Hay días especialmente tristes. Hoy un bandoneón dejó caer la última nota y el silencio ha elevado su bandera. Transita la nostalgia arrastrando su sombra al atardecer y yo enmudezco ante su paso arrogante y garboso.

Una comparsa de fantasmas, en su mudez, hace más grande las distancias. La vida no es siempre lo que uno desea. Hoy, por muchas razones, no cantan las aguas su canción más celeste.

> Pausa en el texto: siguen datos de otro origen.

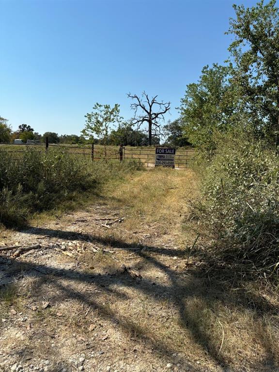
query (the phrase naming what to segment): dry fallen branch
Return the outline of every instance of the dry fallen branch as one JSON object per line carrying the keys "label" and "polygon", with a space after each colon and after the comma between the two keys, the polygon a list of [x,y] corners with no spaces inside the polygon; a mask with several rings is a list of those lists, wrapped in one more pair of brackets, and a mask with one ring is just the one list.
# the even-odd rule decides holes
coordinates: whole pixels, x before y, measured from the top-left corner
{"label": "dry fallen branch", "polygon": [[0,250],[12,250],[16,248],[18,248],[21,246],[11,246],[11,247],[0,247]]}
{"label": "dry fallen branch", "polygon": [[16,257],[18,257],[22,252],[27,252],[28,250],[31,250],[31,249],[37,249],[41,248],[41,245],[39,243],[37,244],[34,244],[32,246],[29,246],[28,247],[19,247],[13,254],[13,257],[14,258],[16,258]]}
{"label": "dry fallen branch", "polygon": [[142,278],[141,275],[140,274],[139,271],[137,271],[137,270],[131,268],[130,266],[125,266],[123,264],[120,266],[120,269],[119,270],[119,272],[121,274],[123,274],[125,271],[126,271],[128,274],[132,277],[132,278],[139,278],[140,279],[141,279]]}

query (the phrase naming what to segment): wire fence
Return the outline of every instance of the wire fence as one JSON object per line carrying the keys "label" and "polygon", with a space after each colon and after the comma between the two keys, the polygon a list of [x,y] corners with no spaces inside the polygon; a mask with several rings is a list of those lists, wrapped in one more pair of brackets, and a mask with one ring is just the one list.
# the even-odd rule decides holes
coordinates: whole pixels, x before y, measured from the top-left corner
{"label": "wire fence", "polygon": [[[83,155],[84,158],[91,158],[93,161],[118,160],[128,163],[136,163],[139,166],[143,168],[154,168],[155,166],[155,148],[120,146],[116,152],[115,148],[112,150],[109,148],[109,146],[108,147],[106,150],[104,147],[101,150],[97,149],[94,147],[93,143],[90,147],[82,147],[48,143],[47,140],[46,143],[0,143],[0,151],[1,152],[19,155],[26,152],[30,147],[35,149],[40,153],[56,148],[63,153],[73,155]],[[179,148],[176,149],[174,157],[174,168],[186,169],[191,167],[195,151],[193,150],[185,150]],[[13,157],[14,160],[19,160],[19,158]]]}

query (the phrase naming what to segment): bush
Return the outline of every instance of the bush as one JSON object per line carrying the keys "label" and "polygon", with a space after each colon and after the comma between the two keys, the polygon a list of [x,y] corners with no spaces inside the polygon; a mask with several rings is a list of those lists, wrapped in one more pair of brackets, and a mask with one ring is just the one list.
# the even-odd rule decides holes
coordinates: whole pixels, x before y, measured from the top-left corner
{"label": "bush", "polygon": [[26,222],[32,213],[56,207],[135,168],[119,163],[93,163],[78,156],[30,149],[14,160],[11,154],[0,152],[0,223]]}
{"label": "bush", "polygon": [[262,143],[219,140],[195,207],[214,257],[265,272],[279,269],[279,158]]}

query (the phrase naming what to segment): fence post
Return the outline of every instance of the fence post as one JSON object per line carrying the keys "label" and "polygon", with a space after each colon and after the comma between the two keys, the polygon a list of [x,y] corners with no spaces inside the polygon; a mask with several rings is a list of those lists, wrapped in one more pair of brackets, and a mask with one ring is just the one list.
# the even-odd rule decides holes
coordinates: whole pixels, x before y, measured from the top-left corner
{"label": "fence post", "polygon": [[119,147],[119,160],[120,161],[123,160],[123,145],[120,145]]}

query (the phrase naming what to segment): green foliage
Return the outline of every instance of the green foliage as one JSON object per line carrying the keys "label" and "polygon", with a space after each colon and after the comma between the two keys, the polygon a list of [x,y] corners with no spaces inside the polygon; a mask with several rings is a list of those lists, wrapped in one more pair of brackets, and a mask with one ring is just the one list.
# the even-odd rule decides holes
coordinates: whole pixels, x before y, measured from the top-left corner
{"label": "green foliage", "polygon": [[111,131],[108,139],[109,144],[124,146],[146,146],[148,137],[140,130],[134,130],[131,125],[124,124]]}
{"label": "green foliage", "polygon": [[[276,0],[245,9],[234,5],[229,50],[231,83],[255,134],[278,140],[279,123],[279,12]],[[276,146],[277,145],[276,143]]]}
{"label": "green foliage", "polygon": [[19,138],[20,140],[22,140],[23,142],[26,143],[28,140],[34,140],[35,139],[35,135],[33,132],[30,131],[25,131],[24,132],[21,132],[19,134]]}
{"label": "green foliage", "polygon": [[46,137],[48,139],[49,143],[59,143],[60,142],[59,136],[57,133],[54,132],[46,132],[43,135],[43,141],[46,142]]}
{"label": "green foliage", "polygon": [[278,270],[279,157],[261,142],[226,135],[202,179],[195,211],[214,239],[214,255]]}
{"label": "green foliage", "polygon": [[8,124],[8,120],[0,116],[0,143],[9,142],[12,135],[12,129]]}
{"label": "green foliage", "polygon": [[34,132],[33,128],[31,128],[30,125],[27,124],[21,124],[18,126],[19,132]]}
{"label": "green foliage", "polygon": [[56,150],[40,153],[29,148],[16,160],[0,151],[0,223],[18,225],[36,212],[94,192],[134,168],[93,163]]}
{"label": "green foliage", "polygon": [[163,129],[167,143],[177,147],[190,144],[184,134],[181,119],[177,119],[173,122],[169,121]]}
{"label": "green foliage", "polygon": [[85,115],[86,122],[85,128],[81,131],[86,137],[93,138],[95,134],[99,143],[104,145],[105,157],[107,160],[106,146],[111,127],[116,124],[119,125],[123,119],[120,116],[119,105],[115,104],[112,108],[109,105],[96,103],[93,111]]}
{"label": "green foliage", "polygon": [[225,132],[234,121],[234,96],[227,68],[214,64],[202,69],[198,83],[187,86],[180,108],[186,138],[210,153],[216,148],[215,133]]}

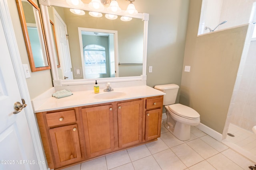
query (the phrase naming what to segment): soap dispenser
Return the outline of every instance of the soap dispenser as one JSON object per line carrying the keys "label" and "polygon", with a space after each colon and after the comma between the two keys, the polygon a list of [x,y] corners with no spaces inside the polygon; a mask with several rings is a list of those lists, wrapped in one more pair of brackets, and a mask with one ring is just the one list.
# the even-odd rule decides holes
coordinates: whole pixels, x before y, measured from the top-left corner
{"label": "soap dispenser", "polygon": [[100,87],[98,85],[97,80],[96,80],[95,84],[94,86],[94,93],[99,93],[100,92]]}

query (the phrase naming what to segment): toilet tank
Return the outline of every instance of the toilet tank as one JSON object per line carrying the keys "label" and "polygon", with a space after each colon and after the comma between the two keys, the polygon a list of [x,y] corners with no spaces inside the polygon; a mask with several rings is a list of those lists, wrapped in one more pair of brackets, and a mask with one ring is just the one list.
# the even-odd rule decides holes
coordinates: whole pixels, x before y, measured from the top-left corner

Hace tiempo, en un viejo arrabal, dialogaba con una entrañable amiga de Mar del Plata y estando ambas entregadas a largos análisis sobre la vida y nuestro propio acontecer, me regaló la letra de este bello tango de Eladia Blázquez que hoy comparto con ustedes:

Sueño de barrilete

Desde chico ya tenía en el mirar
esa loca fantasía de soñar,
fue mi sueño de purrete
ser igual que un barrilete
que elevándose entre nubes
con un viento de esperanza, sube y sube.
Y crecí en ese mundo de ilusión,
y escuché sólo a mi propio corazón,
mas la vida no es juguete
y el lirismo es un billete sin valor.

Yo quise ser un barrilete
buscando altura en mi ideal,
tratando de explicarme que la vida es algo más
que un simple plato de comida.
Y he sido igual que un barrillete,
al que un mal viento puso fin,
no sé si me falló la fe, la voluntad,
o acaso fue que me faltó piolín.

En amores sólo tuve decepción,
regalé por no vender mi corazón,
hice versos olvidando
que la vida es sólo prosa dolorida
que va ahogando lo mejor
y abriendo heridas, ¡ay!, la vida.
Hoy me aterra este cansancio sin final,
se hizo trizas mi sonrisa mi ideal,
cuando miro un barrilete
me pregunto: ¿aquel purrete donde está?

Yo quise ser un barrilete
buscando altura en mi ideal,
tratando de explicarme que la vida es algo más
que un simple plato de comida.
Y he sido igual que un barrillete,
al que un mal viento puso fin,
no sé si me falló la fe, la voluntad,
o acaso fue que me faltó piolín.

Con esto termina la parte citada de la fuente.